I enjoy writing by hand. It's a different thing than typing, writing makes your brain work in a different way, I think. It flexes different muscles. So if I'm going to write, I'm going to use tools that make it a pleasure. In my case, it's Levenger Circa paper (letter sized shaded annotation ruled paper, $16 for 100 sheets or Action Method Dot Grid Refills) and a Pilot Precise V5 Extra Fine Rollerball pen. Bob sometimes makes fun of me for having "special" pens; if he needs a pen, any old pen will do. If I'm just scribbling down a phone number or something, sure, any old pen and a sticky note will do. But if I'm taking extensive notes, or writing a to-do list, I want a pen that is a pleasure to use, and that makes the notes a pleasure to read later.
He has also made fun of me for having favorite eating utensils and favorite/special juice glasses. I don't care. Everyone has favorite things, and if using them makes the day better, why not? I'm always reminded of a quote I heard once--I don't remember who it was attributed to--on the order of, if you're going to eat chocolate, eat the good stuff. I apply that to just a few things in my life--sock yarn, candles, purses, and office supplies are the ones that come to mind.
While I was perusing the Levenger website, I ran across this review of their Circa Task Pads:
When I originally purchased these pads, I used them sparingly because of the cost.
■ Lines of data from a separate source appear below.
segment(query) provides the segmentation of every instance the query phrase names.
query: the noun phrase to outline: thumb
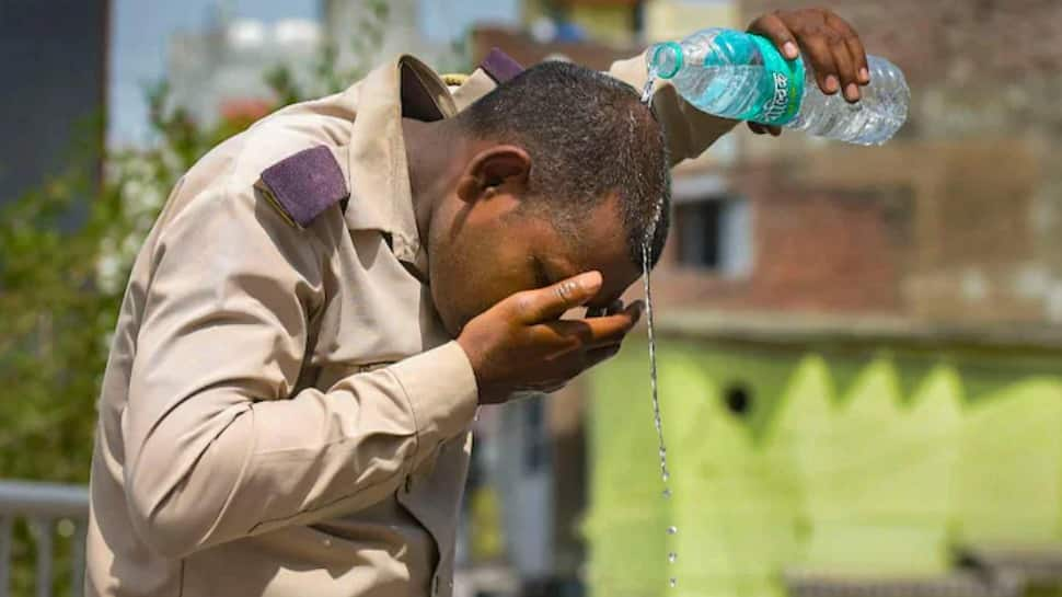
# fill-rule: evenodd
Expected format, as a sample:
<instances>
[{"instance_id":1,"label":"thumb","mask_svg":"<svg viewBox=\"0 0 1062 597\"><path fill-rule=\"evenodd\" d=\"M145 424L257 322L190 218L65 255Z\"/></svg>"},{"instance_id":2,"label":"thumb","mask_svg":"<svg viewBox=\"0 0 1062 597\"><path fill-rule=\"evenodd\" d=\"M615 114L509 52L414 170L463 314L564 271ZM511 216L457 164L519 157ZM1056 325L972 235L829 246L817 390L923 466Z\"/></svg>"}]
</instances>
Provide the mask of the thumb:
<instances>
[{"instance_id":1,"label":"thumb","mask_svg":"<svg viewBox=\"0 0 1062 597\"><path fill-rule=\"evenodd\" d=\"M517 302L520 319L526 323L557 319L568 309L592 299L601 289L601 282L599 272L585 272L545 288L521 292Z\"/></svg>"}]
</instances>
At some point, I realized that whatever it was that I wanted to address at a different time had a value that for me was far in excess of the 9 to 11 cents of each sheet.
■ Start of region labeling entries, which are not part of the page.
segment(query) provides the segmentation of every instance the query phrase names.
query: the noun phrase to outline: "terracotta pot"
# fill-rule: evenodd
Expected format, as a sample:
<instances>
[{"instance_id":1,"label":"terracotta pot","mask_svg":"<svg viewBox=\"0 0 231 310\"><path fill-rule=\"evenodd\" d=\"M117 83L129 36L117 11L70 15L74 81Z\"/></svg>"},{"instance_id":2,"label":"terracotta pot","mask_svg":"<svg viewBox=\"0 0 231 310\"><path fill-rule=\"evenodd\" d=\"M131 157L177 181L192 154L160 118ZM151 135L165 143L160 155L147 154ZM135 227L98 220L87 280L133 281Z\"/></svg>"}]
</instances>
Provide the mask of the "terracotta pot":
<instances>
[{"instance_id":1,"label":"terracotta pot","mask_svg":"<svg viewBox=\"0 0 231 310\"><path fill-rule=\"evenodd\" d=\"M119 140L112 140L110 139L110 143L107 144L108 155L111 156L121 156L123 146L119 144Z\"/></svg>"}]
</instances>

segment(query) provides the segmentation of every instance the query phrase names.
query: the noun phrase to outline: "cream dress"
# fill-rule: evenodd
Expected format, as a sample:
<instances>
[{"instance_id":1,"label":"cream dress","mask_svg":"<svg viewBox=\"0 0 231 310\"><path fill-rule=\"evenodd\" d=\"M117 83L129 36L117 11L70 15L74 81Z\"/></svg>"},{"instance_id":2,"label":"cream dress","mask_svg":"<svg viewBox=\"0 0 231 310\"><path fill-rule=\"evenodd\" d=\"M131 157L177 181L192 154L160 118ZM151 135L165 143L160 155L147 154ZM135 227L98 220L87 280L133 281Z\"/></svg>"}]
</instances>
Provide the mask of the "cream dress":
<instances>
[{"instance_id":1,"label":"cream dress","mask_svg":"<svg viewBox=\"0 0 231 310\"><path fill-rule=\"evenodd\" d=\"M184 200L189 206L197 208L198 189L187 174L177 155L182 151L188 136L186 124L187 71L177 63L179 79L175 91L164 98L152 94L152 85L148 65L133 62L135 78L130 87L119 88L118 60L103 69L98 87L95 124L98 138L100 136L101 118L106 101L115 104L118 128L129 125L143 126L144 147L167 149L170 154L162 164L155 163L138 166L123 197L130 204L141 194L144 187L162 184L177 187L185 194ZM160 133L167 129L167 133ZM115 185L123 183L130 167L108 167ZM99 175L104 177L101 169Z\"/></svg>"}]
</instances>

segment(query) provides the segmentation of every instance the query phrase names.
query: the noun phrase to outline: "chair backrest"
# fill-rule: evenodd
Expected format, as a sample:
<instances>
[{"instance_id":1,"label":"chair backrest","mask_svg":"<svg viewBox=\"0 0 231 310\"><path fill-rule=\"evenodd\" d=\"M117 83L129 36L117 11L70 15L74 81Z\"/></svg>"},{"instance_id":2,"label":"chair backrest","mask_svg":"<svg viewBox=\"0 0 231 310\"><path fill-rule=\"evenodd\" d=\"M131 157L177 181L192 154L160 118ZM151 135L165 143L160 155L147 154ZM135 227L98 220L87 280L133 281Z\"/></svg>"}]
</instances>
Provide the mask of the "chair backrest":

I have some of those task pads (you can see one in the top photo, in a Compact-size notebook), and I, too, have felt like I needed to conserve them, but how dumb is that? If something is useful to you, use it. When I die I'm going to leave a houseful of pens and notebooks anyway, I might as well use some of them up. I stick a half dozen of these list pages in the front of my larger notebook. Then, if I'm in a meeting and think of something that I need to do, I can jot it there and move on. It's easy to remove it from the big notebook and stick it in the notebook that I keep in my purse.
I'm a big fan of Levenger Circa, if you can't tell. Everything is interchangeable, and I have a portable punch that I can use to make any paper fit into a Circa notebook, or make custom flyleaves out of scrapbook paper. It's very exciting. (I know, I'm weird.) There are three sizes--Letter (8-1/2 x 11), Junior (5-1/2 x 8-1/2), and Compact (3-3/4 x 6-3/4). The picture above shows two notebooks, a Junior size and a Compact. I switch between a Junior and a Letter size one for notes at work, and the Compact one is the one I keep in my purse. They don't really make that one anymore, or at least, they don't make much in the way of accessories for it. I just ordered 300 refill sheets in case they stop making those, too. I also keep knitting and sewing patterns in a letter-size one at home.
Oh, and you can buy 3x5 card ones, or punch your own 3x5 cards . . . This is a "swatch book" I made using a Circa 3x5 Jotlet notebook. I can drop it in my purse if I'm going to the fabric store and need to match something.